Il est temps que JLM nous fasse un livre blanc à destination du grand public , que dis-je un " l'europe pour les Nuls" pour dénoncer ce qui se trame depuis une décennie, et montrer la spirale qui s'est mise en place pour constitutionnaliser une theologie néoliberale, par des methodes si peu démocratiques appuyée sur la peur, la menace, et le dictat de ceux qui "ont et savent".....
Ce livre serait une acte de résistance, et d'orientation du débat pour la présidentielle vers les vrais enjeux au niveau européén - voir mondial pour ce qui est de la finance, plutot que de laisser la bienpensance dominante imposer les thématiques de la peur et de l'echec et l'explication des mesures "raisonnables et responsables" pour en assumer les conséquences!
Un grand merci...
Bonjour,
AH, non, non, cher Jean-luc Mélenchon, vous ne nous ennuyez pas du tout sur vos commentaires.

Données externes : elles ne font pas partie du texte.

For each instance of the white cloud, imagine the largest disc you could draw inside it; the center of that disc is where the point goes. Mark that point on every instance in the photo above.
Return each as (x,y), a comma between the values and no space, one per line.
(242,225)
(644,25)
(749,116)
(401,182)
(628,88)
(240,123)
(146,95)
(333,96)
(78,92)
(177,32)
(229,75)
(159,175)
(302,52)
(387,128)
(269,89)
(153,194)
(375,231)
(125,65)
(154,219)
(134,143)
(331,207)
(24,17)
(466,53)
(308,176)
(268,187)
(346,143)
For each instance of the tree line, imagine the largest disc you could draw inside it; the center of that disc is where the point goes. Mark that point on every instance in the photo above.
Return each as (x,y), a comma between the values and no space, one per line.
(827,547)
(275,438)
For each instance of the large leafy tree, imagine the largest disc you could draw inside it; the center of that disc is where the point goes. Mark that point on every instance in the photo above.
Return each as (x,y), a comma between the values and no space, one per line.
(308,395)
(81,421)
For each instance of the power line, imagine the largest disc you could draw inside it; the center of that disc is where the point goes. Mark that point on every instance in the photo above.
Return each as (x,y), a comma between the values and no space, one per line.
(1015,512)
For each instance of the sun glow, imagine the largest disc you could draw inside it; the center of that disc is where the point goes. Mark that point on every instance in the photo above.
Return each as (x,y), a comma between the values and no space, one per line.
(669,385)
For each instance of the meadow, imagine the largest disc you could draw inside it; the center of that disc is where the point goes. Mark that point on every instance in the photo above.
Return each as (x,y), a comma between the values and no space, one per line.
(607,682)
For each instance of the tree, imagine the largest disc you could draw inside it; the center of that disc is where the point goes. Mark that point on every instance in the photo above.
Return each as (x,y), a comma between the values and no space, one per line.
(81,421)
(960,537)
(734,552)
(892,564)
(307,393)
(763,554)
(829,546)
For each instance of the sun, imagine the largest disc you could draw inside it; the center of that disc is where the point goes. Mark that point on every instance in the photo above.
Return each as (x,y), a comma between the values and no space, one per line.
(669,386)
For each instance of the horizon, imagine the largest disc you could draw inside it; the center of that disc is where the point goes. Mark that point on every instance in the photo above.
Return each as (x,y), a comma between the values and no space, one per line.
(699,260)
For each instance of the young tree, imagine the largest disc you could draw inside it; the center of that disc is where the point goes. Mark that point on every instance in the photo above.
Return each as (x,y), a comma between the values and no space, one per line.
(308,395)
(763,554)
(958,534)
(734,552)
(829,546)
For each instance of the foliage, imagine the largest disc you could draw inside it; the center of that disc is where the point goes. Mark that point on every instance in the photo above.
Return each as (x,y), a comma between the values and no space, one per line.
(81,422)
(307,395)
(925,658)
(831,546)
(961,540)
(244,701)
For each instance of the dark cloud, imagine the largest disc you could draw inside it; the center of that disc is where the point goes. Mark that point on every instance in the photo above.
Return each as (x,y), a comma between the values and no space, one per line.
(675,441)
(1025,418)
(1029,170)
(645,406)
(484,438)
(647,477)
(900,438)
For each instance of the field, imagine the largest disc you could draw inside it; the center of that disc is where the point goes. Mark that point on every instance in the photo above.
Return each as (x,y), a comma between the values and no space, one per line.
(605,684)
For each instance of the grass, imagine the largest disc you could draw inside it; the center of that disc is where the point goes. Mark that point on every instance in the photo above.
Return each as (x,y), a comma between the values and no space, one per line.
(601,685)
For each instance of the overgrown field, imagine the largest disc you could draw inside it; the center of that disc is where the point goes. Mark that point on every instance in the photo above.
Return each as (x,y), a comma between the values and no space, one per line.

" Je sais que vous trouvez parfois lassant mes commentaires sur l’actualité des décisions européennes."
Vous êtes, au contraire le premier "candidat" à nous éclairer : c'est si important de pouvoir être éclairés, nous, citoyens dans un régime démocratique qui n'en n'est plus un! quand je pense que nous avons voté, NON, comme vous, au Traité de Lisbonne et que nous en sommes là! Nous ne savons jamais rien, si peu de se qui se joue à l'UE : il est temps de savoir pour pouvoir, enfin prendre notre destin en main car la démocratie appartient au peuple et pauvre peuple que nous sommes aujourd'hui, nous sommes roulés dans la farine et tout le monde parait se taire en s'en accommodant, en ce moment, en France.
Continuez donc, nous vous lirons et merci encore, très cordialement, Marie-Laure Borel, animatrice, citoyenne.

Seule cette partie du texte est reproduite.